Colleen Walker, CEO of the Perot Museum is many things, but like many of us, she is a mom first. She brings her background in science to her job at the museum, but she also brings her hopes and dreams for her children. It is this type of passion that has made the Perot Museum of Nature and Science one of the fastest growing science museums in the country and the go-to place for families to visit in Dallas.
Two years ago the buzz in Dallas was the long awaited grand opening of the Perot Museum of Nature and Science. For the two years prior to the grand opening, a soaring cube-shaped building with innovative architecture was slowly constructed. As the building took its intriguing shape, it teased passersby with the promise that something even more unique would be located inside. A 180,000, five story museum dedicated to entertaining visitors while boosting understanding and awareness in the fields of math and science was opened in 2012.

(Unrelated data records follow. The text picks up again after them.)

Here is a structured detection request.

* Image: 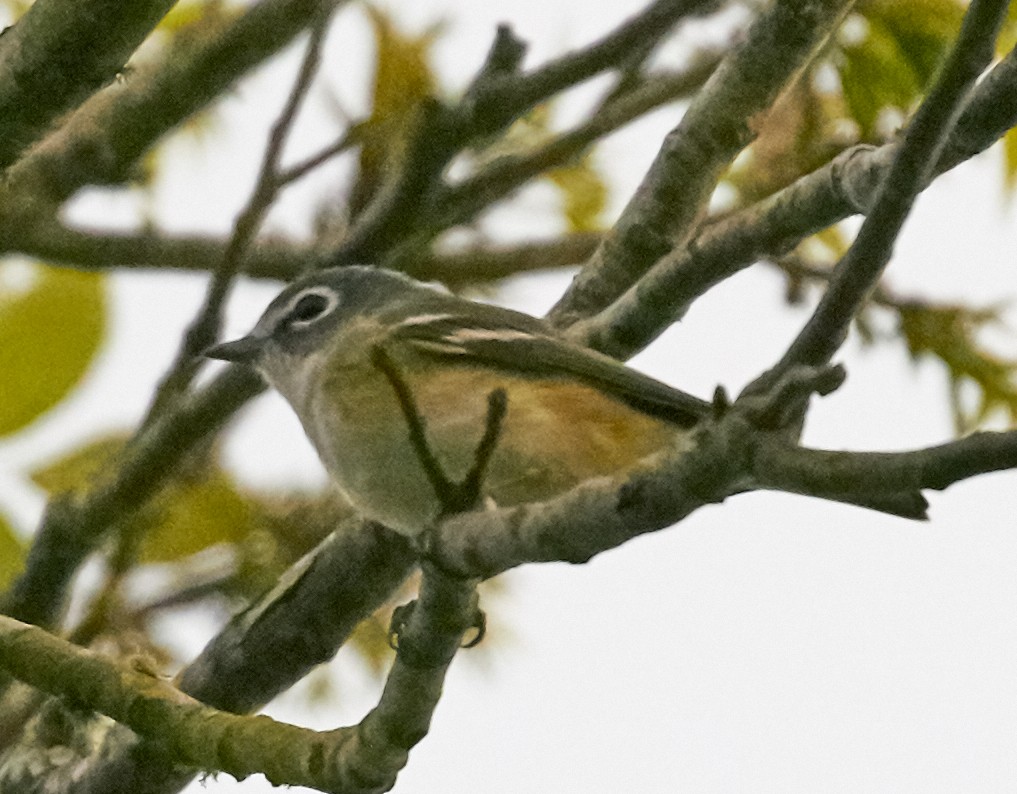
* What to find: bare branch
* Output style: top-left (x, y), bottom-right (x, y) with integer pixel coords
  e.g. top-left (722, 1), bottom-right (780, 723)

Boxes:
top-left (69, 520), bottom-right (417, 793)
top-left (549, 0), bottom-right (853, 327)
top-left (430, 403), bottom-right (1017, 580)
top-left (765, 0), bottom-right (1009, 383)
top-left (141, 14), bottom-right (331, 425)
top-left (0, 0), bottom-right (177, 170)
top-left (458, 0), bottom-right (718, 136)
top-left (3, 0), bottom-right (348, 202)
top-left (425, 58), bottom-right (721, 235)
top-left (0, 563), bottom-right (478, 793)
top-left (571, 38), bottom-right (1017, 359)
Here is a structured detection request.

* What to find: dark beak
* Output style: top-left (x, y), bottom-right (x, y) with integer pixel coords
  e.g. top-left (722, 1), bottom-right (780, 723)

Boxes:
top-left (203, 335), bottom-right (265, 364)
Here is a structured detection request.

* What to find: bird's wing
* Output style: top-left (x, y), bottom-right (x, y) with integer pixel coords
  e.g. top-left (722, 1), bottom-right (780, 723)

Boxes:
top-left (388, 307), bottom-right (711, 428)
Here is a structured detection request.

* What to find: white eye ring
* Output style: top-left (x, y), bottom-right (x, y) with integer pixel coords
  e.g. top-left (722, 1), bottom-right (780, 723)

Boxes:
top-left (283, 287), bottom-right (339, 329)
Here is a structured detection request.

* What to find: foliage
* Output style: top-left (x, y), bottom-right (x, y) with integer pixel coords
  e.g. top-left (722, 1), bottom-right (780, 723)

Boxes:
top-left (0, 264), bottom-right (106, 437)
top-left (0, 0), bottom-right (1015, 789)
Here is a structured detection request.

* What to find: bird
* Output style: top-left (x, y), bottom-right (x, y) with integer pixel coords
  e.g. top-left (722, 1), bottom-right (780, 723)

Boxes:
top-left (204, 266), bottom-right (715, 535)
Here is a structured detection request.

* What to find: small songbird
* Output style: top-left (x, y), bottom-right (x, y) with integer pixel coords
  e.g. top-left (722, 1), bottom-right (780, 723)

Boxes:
top-left (205, 266), bottom-right (712, 534)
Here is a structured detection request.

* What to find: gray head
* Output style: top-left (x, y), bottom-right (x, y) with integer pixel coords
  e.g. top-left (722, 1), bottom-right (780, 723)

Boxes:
top-left (204, 266), bottom-right (435, 368)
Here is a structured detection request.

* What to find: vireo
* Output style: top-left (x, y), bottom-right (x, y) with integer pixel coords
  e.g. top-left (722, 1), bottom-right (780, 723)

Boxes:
top-left (205, 266), bottom-right (711, 534)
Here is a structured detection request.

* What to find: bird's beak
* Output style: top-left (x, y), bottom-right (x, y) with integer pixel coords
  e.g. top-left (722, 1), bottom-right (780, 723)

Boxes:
top-left (203, 335), bottom-right (265, 364)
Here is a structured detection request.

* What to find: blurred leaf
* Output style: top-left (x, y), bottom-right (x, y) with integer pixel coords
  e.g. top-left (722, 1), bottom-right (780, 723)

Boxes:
top-left (0, 0), bottom-right (30, 19)
top-left (349, 612), bottom-right (395, 675)
top-left (0, 512), bottom-right (25, 591)
top-left (998, 1), bottom-right (1017, 56)
top-left (138, 468), bottom-right (252, 563)
top-left (156, 0), bottom-right (234, 37)
top-left (32, 434), bottom-right (254, 563)
top-left (31, 433), bottom-right (129, 495)
top-left (839, 19), bottom-right (921, 139)
top-left (351, 6), bottom-right (440, 215)
top-left (838, 1), bottom-right (962, 140)
top-left (730, 78), bottom-right (844, 203)
top-left (1003, 127), bottom-right (1017, 194)
top-left (0, 264), bottom-right (106, 437)
top-left (899, 302), bottom-right (1017, 432)
top-left (862, 0), bottom-right (963, 82)
top-left (547, 155), bottom-right (608, 232)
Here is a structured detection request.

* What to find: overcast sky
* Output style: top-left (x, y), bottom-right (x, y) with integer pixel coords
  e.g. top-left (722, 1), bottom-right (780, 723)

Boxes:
top-left (4, 1), bottom-right (1017, 792)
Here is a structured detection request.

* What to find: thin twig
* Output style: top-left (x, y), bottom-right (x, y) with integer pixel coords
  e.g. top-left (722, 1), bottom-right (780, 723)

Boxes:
top-left (140, 15), bottom-right (331, 427)
top-left (548, 0), bottom-right (853, 328)
top-left (460, 0), bottom-right (717, 135)
top-left (370, 345), bottom-right (451, 503)
top-left (428, 59), bottom-right (720, 234)
top-left (570, 39), bottom-right (1017, 359)
top-left (764, 0), bottom-right (1009, 383)
top-left (371, 345), bottom-right (510, 516)
top-left (276, 124), bottom-right (360, 186)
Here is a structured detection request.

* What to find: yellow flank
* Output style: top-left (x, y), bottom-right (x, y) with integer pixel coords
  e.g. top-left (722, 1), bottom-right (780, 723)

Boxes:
top-left (309, 338), bottom-right (684, 532)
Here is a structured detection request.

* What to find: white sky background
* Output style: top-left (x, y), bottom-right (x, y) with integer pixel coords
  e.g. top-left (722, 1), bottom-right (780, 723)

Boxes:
top-left (4, 1), bottom-right (1017, 792)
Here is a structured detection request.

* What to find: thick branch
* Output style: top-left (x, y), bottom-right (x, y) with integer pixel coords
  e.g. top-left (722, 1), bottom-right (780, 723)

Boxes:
top-left (0, 563), bottom-right (477, 793)
top-left (0, 0), bottom-right (176, 170)
top-left (3, 0), bottom-right (347, 202)
top-left (769, 0), bottom-right (1008, 381)
top-left (68, 521), bottom-right (417, 794)
top-left (549, 0), bottom-right (852, 327)
top-left (430, 410), bottom-right (1017, 580)
top-left (0, 367), bottom-right (263, 629)
top-left (571, 38), bottom-right (1017, 358)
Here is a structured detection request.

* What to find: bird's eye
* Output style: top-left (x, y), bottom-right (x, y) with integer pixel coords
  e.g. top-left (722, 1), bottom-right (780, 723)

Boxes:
top-left (284, 290), bottom-right (335, 328)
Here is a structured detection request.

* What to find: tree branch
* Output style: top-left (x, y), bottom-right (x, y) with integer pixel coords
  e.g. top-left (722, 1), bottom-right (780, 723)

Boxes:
top-left (571, 37), bottom-right (1017, 359)
top-left (2, 0), bottom-right (348, 202)
top-left (0, 0), bottom-right (177, 170)
top-left (548, 0), bottom-right (853, 327)
top-left (141, 13), bottom-right (331, 426)
top-left (0, 562), bottom-right (478, 793)
top-left (430, 394), bottom-right (1017, 580)
top-left (765, 0), bottom-right (1009, 385)
top-left (457, 0), bottom-right (718, 137)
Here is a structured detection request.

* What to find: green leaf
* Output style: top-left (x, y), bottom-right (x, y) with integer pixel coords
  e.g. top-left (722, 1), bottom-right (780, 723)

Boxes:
top-left (547, 155), bottom-right (608, 232)
top-left (30, 433), bottom-right (128, 495)
top-left (839, 17), bottom-right (922, 139)
top-left (898, 303), bottom-right (1017, 433)
top-left (351, 6), bottom-right (440, 215)
top-left (32, 434), bottom-right (254, 563)
top-left (1003, 127), bottom-right (1017, 194)
top-left (862, 0), bottom-right (963, 84)
top-left (137, 468), bottom-right (252, 563)
top-left (998, 1), bottom-right (1017, 56)
top-left (0, 513), bottom-right (25, 591)
top-left (0, 264), bottom-right (106, 437)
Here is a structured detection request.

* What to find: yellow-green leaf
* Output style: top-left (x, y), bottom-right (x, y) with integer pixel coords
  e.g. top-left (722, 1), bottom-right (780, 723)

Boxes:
top-left (998, 1), bottom-right (1017, 56)
top-left (861, 0), bottom-right (963, 83)
top-left (0, 264), bottom-right (106, 437)
top-left (137, 468), bottom-right (251, 563)
top-left (32, 434), bottom-right (253, 563)
top-left (839, 17), bottom-right (922, 139)
top-left (156, 0), bottom-right (234, 37)
top-left (899, 303), bottom-right (1017, 432)
top-left (0, 513), bottom-right (25, 591)
top-left (1003, 127), bottom-right (1017, 194)
top-left (351, 6), bottom-right (439, 215)
top-left (30, 433), bottom-right (128, 495)
top-left (547, 156), bottom-right (608, 232)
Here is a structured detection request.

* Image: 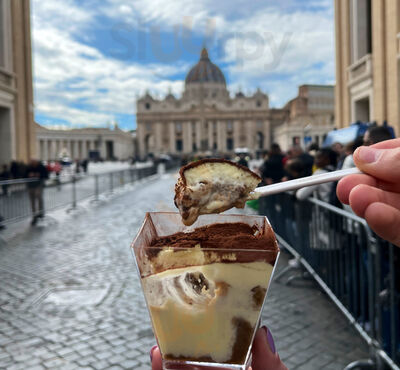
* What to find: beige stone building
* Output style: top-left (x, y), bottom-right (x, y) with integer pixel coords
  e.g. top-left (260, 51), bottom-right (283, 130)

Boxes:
top-left (335, 0), bottom-right (400, 135)
top-left (136, 48), bottom-right (285, 159)
top-left (0, 0), bottom-right (36, 166)
top-left (273, 85), bottom-right (335, 151)
top-left (36, 123), bottom-right (135, 161)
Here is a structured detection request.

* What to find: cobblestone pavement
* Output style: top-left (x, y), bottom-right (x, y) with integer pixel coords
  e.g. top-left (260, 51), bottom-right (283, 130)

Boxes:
top-left (0, 173), bottom-right (369, 370)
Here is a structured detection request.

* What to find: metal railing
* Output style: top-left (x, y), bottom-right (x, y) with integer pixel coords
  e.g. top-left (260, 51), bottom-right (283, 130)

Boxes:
top-left (259, 193), bottom-right (400, 370)
top-left (0, 164), bottom-right (159, 226)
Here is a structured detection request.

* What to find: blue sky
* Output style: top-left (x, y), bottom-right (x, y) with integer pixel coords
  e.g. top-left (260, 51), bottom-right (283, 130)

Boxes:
top-left (31, 0), bottom-right (335, 131)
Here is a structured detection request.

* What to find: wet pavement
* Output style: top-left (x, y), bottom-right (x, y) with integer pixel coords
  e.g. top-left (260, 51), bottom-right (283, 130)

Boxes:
top-left (0, 173), bottom-right (369, 369)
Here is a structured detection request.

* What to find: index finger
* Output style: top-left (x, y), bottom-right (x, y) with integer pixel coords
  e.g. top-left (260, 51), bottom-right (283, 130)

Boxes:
top-left (370, 138), bottom-right (400, 149)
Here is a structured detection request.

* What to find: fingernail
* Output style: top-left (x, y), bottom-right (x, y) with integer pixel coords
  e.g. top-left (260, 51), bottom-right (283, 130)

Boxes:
top-left (150, 345), bottom-right (157, 362)
top-left (262, 326), bottom-right (276, 354)
top-left (357, 147), bottom-right (383, 163)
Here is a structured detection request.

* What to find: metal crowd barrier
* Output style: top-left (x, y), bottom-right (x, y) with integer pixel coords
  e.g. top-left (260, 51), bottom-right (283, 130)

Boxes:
top-left (259, 193), bottom-right (400, 370)
top-left (0, 164), bottom-right (159, 226)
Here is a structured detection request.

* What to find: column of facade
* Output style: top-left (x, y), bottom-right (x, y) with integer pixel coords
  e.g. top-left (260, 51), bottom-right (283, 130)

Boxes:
top-left (100, 139), bottom-right (106, 159)
top-left (196, 121), bottom-right (202, 150)
top-left (85, 140), bottom-right (90, 157)
top-left (208, 121), bottom-right (214, 150)
top-left (187, 121), bottom-right (193, 153)
top-left (55, 140), bottom-right (60, 159)
top-left (264, 120), bottom-right (271, 149)
top-left (182, 121), bottom-right (190, 154)
top-left (79, 140), bottom-right (86, 159)
top-left (42, 139), bottom-right (48, 161)
top-left (50, 140), bottom-right (55, 159)
top-left (217, 121), bottom-right (226, 152)
top-left (233, 120), bottom-right (240, 149)
top-left (70, 140), bottom-right (76, 159)
top-left (39, 140), bottom-right (44, 160)
top-left (154, 122), bottom-right (163, 155)
top-left (169, 122), bottom-right (175, 153)
top-left (76, 140), bottom-right (81, 159)
top-left (66, 140), bottom-right (71, 158)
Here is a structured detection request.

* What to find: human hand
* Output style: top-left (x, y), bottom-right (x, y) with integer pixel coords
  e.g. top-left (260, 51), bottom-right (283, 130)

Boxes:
top-left (337, 138), bottom-right (400, 247)
top-left (150, 326), bottom-right (287, 370)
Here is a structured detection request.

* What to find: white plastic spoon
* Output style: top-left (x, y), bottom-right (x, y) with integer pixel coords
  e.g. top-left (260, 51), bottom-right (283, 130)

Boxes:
top-left (251, 167), bottom-right (363, 198)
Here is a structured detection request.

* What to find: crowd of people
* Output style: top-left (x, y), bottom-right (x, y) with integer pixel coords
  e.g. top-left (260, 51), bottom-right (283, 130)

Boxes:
top-left (254, 125), bottom-right (394, 206)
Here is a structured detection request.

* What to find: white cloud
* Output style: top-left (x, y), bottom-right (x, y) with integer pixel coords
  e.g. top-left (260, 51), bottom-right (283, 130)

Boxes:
top-left (31, 3), bottom-right (187, 127)
top-left (100, 0), bottom-right (334, 106)
top-left (220, 8), bottom-right (335, 105)
top-left (31, 0), bottom-right (335, 127)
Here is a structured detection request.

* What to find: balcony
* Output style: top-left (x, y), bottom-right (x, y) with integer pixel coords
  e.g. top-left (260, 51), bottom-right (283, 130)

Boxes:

I was among the lucky who were able to beta test the museum, and the excitement for me was intense. I even cut an epic trip short by a few days to have an opportunity to see what was waiting inside the anticipated Perot Museum. On the day of our tour, the museum was strangely silent, as if we had slipped in unaware. Glowing exhibits representing multi-disciplinary pursuits in math and science were tucked into every corner silently waiting to be brought to life by the exploration of the visitors to come. Our group tiptoed through the museum, approaching each room with the careful silence you would offer to a sleeping newborn. As we walked, I tried to imagine the different exuberance that would greet each exhibit when the public was welcomed and children of all ages came to learn and enjoy the space.
Coming full circle, I was invited to a parenting seminar at the museum, fittingly on the 2nd birthday of the museum. In the two years that the museum had been in operation, over 2 million visitors have walked through the halls, and over half of those have been children. On this visit, there were no more whispered conversations. The museum was in full swing with children and school groups excitedly digging into the hands-on learning opportunities. Alive with the energy of exploration, I was just as excited to see the museum as it was intended to be used as I was on that first visit when it was new and unused.
The heartbeat of the museum is certainly strong, and it has become not only a needed fixture in the arts district of Dallas, but a trusted location for parents. Parents who waited eagerly for this new science and math complex in their neighborhood are now reaping the benefits through traveling exhibits, 3-D movies from National Geographic, and intentional programming to keep families engaged in the museum.
During my second visit to the museum, I learned that there was much more than meets the eye for the Perot. Yes, everyone has come to expect that they will have up to date exhibits and learning opportunities at the Perot. That is both obvious and available every time a family steps through the doors, but while the exhibits and programs are at the heart of the museum, the lifeline that keeps the heart beating is happening behind the scenes.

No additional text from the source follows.